Ihr Quartier hatten die Eirene- Freiwilligen im Haus des Torgauer katholischen Kindergartens. Morgens 8 Uhr losfahren, abends 17.30 Uhr zurück in Torgau. Eine Dusche für etwa 20 Personen ..."Wir sind ausgezeichnet versorgt worden", bedankt sich Martin Weicker bei der Torgauer Pfarrgemeinde.

Mindestens drei Tage umsonst im Einsatz

Die meisten der Freiwilligen kamen drei Tage. So zum Beispiel die Eltern eines ehemaligen Freiwilligen, Hans-Adolf und Renate von Hehn aus Augsburg. Oder Student Lars Dietzel aus Hirschel bei Zwickau. Pensionär Günther Stahlschmidt (67) aus Bielefeld half eine Woche lang, Kohlen und Holz aus überschwemmten Kellern und Stallungen zu räumen. "Hier auf den Dörfern gibt es viele ältere Menschen, die sich über Jahrzehnte etwas aufgebaut haben, das jetzt zumindest teilweise vernichtet ist. Darüber gibt es viel Klage, aber ich höre auch Optimismus, dass auch diese Katastrophe zu überstehen ist", sagt Stahlschmidt.

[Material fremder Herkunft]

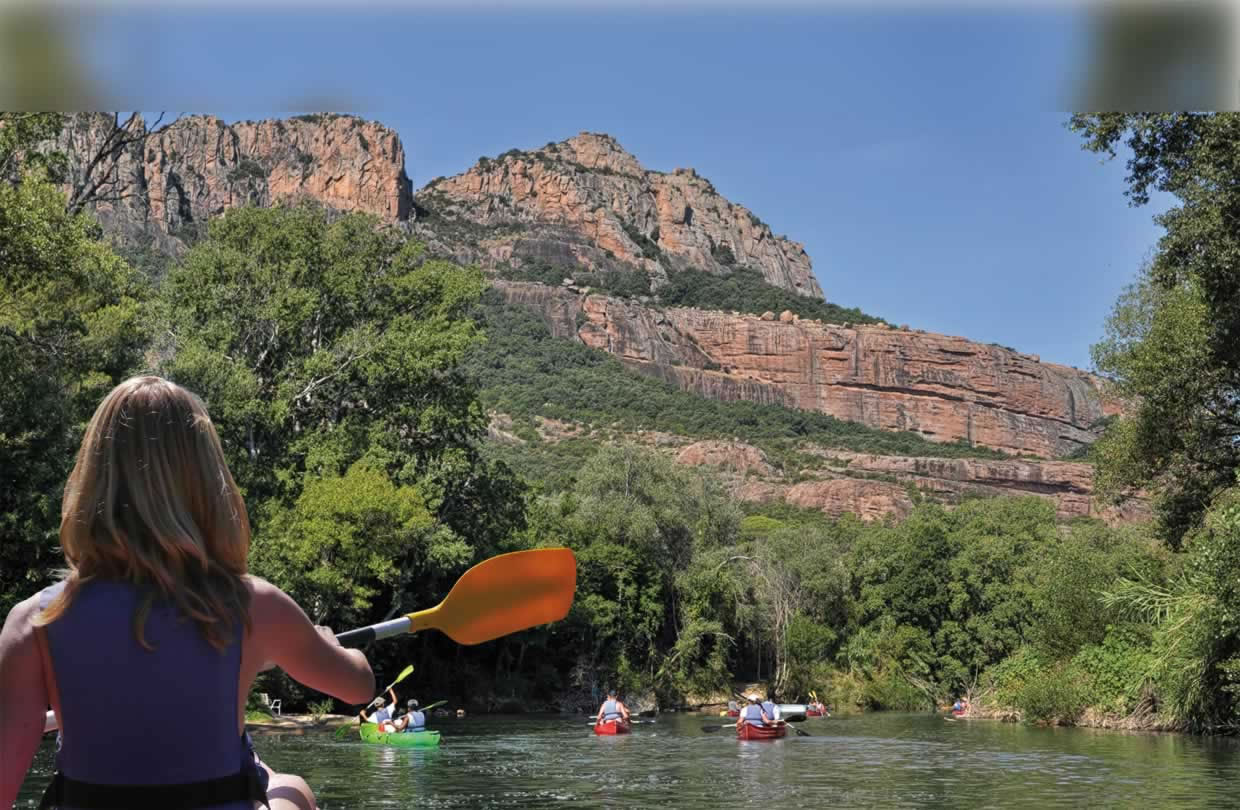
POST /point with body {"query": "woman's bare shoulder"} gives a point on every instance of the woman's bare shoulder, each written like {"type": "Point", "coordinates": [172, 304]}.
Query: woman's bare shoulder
{"type": "Point", "coordinates": [268, 602]}
{"type": "Point", "coordinates": [20, 623]}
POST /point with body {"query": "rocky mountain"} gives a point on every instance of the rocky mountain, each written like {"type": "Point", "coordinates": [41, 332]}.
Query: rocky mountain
{"type": "Point", "coordinates": [165, 186]}
{"type": "Point", "coordinates": [584, 206]}
{"type": "Point", "coordinates": [585, 202]}
{"type": "Point", "coordinates": [945, 388]}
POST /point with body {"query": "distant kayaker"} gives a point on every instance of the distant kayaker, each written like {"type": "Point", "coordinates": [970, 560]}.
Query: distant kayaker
{"type": "Point", "coordinates": [382, 715]}
{"type": "Point", "coordinates": [155, 605]}
{"type": "Point", "coordinates": [771, 710]}
{"type": "Point", "coordinates": [611, 710]}
{"type": "Point", "coordinates": [754, 715]}
{"type": "Point", "coordinates": [412, 720]}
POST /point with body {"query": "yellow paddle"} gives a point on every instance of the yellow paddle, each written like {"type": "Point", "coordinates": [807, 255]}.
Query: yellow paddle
{"type": "Point", "coordinates": [496, 597]}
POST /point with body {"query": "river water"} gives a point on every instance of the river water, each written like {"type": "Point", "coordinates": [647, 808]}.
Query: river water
{"type": "Point", "coordinates": [882, 759]}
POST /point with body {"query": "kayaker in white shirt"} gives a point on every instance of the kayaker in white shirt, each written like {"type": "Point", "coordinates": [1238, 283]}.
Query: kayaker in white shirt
{"type": "Point", "coordinates": [611, 710]}
{"type": "Point", "coordinates": [413, 720]}
{"type": "Point", "coordinates": [382, 716]}
{"type": "Point", "coordinates": [753, 713]}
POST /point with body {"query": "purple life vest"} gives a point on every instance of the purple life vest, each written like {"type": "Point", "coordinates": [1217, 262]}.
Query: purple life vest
{"type": "Point", "coordinates": [145, 726]}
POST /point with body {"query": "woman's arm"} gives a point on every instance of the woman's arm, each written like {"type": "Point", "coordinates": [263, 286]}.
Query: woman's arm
{"type": "Point", "coordinates": [284, 635]}
{"type": "Point", "coordinates": [22, 698]}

Judith Wienand (20) ist aus der Nähe von Mainz. "Die Leute hier sind erstaunt darüber, dass Menschen aus ganz Deutschland unentgeltlich bereit sind, beim Aufräumen zu helfen. Zuzuhören ist aber oft noch wichtiger", sagt die angehende Studentin. Hauseigentümerin Ruth Laube aus Prettin kann dies nur bestätigen. "Ohne die Helfer wäre es noch viel schlimmer", sagt die alte Frau.

Seitens der Torgauer Gemeinde hat Stefan Lackera in Zusammenarbeit mit Gemeindereferentin Andrea Meyer aus Jessen den Einsatz der Eirene-Freiwilligen koordiniert. "Als Kirche müssen wir uns unbedingt um die Hochwasseropfer in den Dörfern kümmern, dass sie nicht vergessen werden", sagt Lackera, der in diesen Tagen sein Postulat als Franziskaner begonnen hat.

An diesem Wochenende will der Freiwilligendienst Eirene der Torgauer Pfarrgemeinde einen Scheck über 15 000 Euro übergeben -als Hilfe für besonders schwer betroffene Familien in der Region und als Beitrag, den Menschen in den Dörfern Mut zum Neuanfang zu machen.

Dieser Beitrag wurde veröffentlicht in Ausgabe 37 des 52. Jahrgangs (im Jahr 2002).